Dogs have been useful in sniffing out illegal perishables brought into a country, bombs, and survivors buried under rubble. Now, they may be helpful in detecting ovarian cancer.
The University of Pennsylvania’s Working Dog Center is training three dogs to identify signature compounds that indicate the presence of ovarian cancer, reports the Associated Press (AP) via CBS News. Volatile organic compounds, or odorants, become altered in the early stages of ovarian cancer, reports HealthAim.
Once the dogs are trained to isolate the chemical marker, researchers at the nearby Monell Chemical Senses Center will create an electronic sensor to identify the same odorant. “Because if the dogs can do it, then the question is, ‘Can our analytical instrumentation do it? We think we can,’” says Monell organic chemist George Preti.
Pushing the research is a need for early detection of ovarian cancer. If a chemical analysis of a marker can be established it could lead to greater survival rates of the disease.

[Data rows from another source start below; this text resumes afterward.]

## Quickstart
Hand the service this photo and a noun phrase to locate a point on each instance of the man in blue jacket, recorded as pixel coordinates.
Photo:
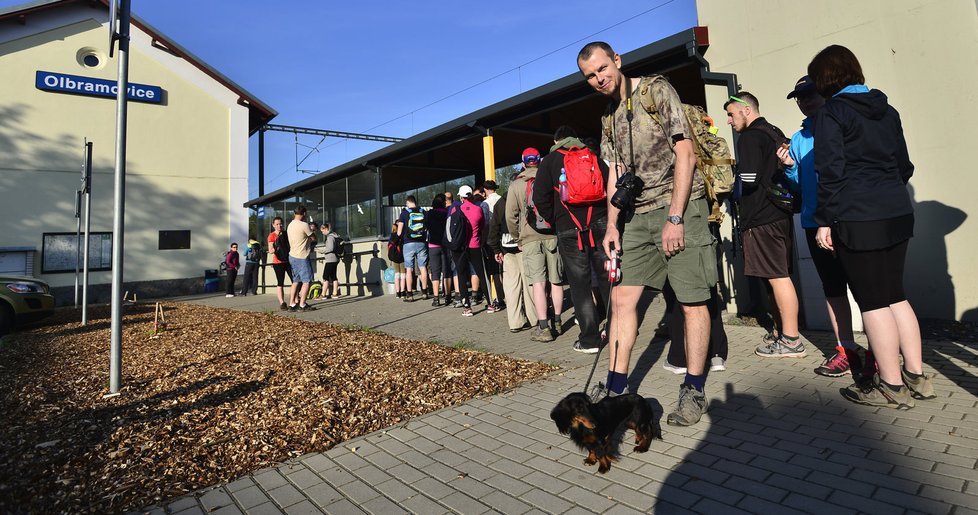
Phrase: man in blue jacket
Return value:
(799, 169)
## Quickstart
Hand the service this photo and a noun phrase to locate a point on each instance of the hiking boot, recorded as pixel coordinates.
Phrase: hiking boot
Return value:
(875, 393)
(781, 347)
(717, 364)
(921, 387)
(541, 334)
(690, 407)
(836, 365)
(580, 347)
(673, 368)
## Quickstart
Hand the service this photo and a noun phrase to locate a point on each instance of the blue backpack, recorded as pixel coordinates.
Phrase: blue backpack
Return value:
(458, 232)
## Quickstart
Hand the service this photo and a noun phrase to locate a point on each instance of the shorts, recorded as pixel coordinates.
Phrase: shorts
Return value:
(301, 270)
(692, 273)
(829, 269)
(437, 264)
(329, 272)
(767, 250)
(541, 262)
(876, 275)
(415, 251)
(280, 270)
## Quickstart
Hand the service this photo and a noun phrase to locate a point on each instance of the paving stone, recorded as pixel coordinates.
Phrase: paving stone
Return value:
(382, 505)
(305, 507)
(545, 500)
(505, 503)
(250, 497)
(214, 499)
(632, 498)
(322, 494)
(285, 496)
(268, 508)
(270, 479)
(462, 503)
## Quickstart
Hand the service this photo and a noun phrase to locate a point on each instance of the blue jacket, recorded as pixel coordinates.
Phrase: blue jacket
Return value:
(801, 176)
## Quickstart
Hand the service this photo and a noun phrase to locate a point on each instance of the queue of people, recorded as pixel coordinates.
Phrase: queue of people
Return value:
(606, 221)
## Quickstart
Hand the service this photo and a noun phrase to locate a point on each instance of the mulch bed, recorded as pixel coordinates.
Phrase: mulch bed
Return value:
(219, 394)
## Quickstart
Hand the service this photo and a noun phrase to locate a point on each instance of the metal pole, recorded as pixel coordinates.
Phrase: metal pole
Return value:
(87, 188)
(118, 222)
(77, 240)
(261, 162)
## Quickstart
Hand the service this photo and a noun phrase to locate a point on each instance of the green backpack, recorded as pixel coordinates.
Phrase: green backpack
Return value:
(713, 157)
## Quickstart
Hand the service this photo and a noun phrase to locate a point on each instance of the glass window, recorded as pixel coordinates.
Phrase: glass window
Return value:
(362, 205)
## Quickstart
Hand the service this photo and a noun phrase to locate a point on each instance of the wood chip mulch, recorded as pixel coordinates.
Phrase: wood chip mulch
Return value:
(219, 394)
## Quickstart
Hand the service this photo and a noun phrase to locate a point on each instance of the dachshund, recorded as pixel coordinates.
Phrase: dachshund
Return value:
(591, 425)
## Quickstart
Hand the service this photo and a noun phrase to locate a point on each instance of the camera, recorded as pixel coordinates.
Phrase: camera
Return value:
(628, 187)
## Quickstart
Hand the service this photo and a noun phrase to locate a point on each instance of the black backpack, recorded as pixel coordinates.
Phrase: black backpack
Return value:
(281, 247)
(458, 232)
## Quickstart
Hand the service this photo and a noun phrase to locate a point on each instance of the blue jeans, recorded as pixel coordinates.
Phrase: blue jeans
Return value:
(301, 271)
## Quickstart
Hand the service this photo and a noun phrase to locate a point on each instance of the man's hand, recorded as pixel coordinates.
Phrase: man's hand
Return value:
(824, 238)
(785, 156)
(673, 239)
(612, 240)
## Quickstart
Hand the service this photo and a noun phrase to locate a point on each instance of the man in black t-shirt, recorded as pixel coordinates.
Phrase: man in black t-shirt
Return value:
(767, 228)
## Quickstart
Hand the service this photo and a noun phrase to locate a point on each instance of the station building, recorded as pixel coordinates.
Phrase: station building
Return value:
(187, 152)
(921, 53)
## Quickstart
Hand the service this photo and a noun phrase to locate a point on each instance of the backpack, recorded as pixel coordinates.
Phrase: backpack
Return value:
(281, 247)
(713, 158)
(533, 219)
(415, 225)
(584, 184)
(395, 247)
(458, 232)
(778, 192)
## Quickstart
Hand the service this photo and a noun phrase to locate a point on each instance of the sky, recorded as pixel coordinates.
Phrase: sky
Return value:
(392, 68)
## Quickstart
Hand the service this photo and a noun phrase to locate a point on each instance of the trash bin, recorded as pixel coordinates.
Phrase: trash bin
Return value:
(212, 281)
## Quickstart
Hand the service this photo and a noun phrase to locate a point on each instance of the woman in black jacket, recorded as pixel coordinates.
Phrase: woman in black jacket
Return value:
(865, 215)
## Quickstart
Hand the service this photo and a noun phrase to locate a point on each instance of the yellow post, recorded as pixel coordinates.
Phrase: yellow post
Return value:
(490, 157)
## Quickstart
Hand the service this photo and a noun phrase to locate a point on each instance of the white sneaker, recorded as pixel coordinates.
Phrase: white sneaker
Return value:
(673, 368)
(717, 364)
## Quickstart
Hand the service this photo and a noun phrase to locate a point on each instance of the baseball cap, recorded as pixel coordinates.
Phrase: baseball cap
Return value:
(804, 85)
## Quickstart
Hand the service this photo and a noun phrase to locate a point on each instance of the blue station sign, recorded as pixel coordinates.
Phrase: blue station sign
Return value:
(90, 86)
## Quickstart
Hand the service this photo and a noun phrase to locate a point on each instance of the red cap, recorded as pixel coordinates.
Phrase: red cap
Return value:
(531, 156)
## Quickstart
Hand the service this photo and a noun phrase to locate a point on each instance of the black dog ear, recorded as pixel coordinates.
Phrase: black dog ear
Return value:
(561, 415)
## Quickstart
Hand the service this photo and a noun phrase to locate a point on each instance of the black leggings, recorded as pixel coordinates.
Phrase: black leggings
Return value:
(875, 276)
(463, 259)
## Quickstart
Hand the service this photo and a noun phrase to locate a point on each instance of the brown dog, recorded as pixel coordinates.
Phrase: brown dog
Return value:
(591, 425)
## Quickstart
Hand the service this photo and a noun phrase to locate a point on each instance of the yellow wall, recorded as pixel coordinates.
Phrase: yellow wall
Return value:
(924, 56)
(178, 159)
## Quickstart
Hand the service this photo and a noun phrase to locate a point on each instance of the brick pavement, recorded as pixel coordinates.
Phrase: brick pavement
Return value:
(777, 438)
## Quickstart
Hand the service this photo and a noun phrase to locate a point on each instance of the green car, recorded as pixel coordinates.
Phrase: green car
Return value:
(23, 300)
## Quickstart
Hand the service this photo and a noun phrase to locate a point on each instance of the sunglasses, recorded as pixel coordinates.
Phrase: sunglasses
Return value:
(735, 99)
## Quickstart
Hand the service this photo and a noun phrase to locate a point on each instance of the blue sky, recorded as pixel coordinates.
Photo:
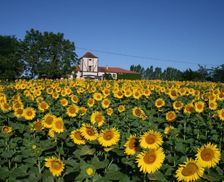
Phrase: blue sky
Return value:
(176, 33)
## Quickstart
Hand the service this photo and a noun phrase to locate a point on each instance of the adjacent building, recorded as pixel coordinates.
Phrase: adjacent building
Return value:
(89, 68)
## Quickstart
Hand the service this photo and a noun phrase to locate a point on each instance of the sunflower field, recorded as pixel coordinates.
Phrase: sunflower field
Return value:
(87, 130)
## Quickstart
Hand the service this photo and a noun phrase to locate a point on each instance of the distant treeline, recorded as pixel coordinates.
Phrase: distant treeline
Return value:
(38, 55)
(215, 74)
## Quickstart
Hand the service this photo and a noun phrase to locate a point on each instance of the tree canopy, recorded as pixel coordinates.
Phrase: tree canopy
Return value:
(48, 54)
(11, 64)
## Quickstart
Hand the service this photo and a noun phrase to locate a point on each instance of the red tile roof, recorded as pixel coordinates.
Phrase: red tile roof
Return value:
(89, 55)
(111, 70)
(115, 70)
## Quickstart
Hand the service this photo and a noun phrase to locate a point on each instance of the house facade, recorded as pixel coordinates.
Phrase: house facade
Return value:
(89, 68)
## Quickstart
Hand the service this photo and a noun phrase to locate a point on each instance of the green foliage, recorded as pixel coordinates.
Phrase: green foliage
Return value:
(48, 54)
(11, 64)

More than 22,250 women in the United States will be diagnosed with the disease in 2013, and 14,240 women will die from it. The AP explains further:
When it’s caught early, women have a five-year survival rate of 90%. But because of its generic symptoms — weight gain, bloating or constipation — the disease is more often caught late.
Indeed, about 70% of these cases are identified after the cancer has spread, says Dr. Janos Tanyi, an oncologist whose patients are participating in the research by donating blood and tissue samples. In these cases, the women’s five-year survival rate is less than 40%.
The idea to have dogs isolate a chemical market has shown promise for years, but there has not yet been a major breakthrough, says Dr. Leonard Lichtenfeld, deputy chief medical officer for the American Cancer Society. “We’re still looking to see whether something could be developed and be useful in routine patient care, and we’re not there yet,” he says.
But McBaine, a springer spaniel, Ohlin, a Labrador retriever, and Tsunami, a German shepherd, from the Working Dog Center may soon spark some good news. Cindy Otto, director of the Working Dog Center, says:
If we can figure out what those chemicals are, what that fingerprint of ovarian cancer is that’s in the blood — or maybe even eventually in the urine or something like that — then we can have that automated test that will be less expensive and very efficient at screening those samples.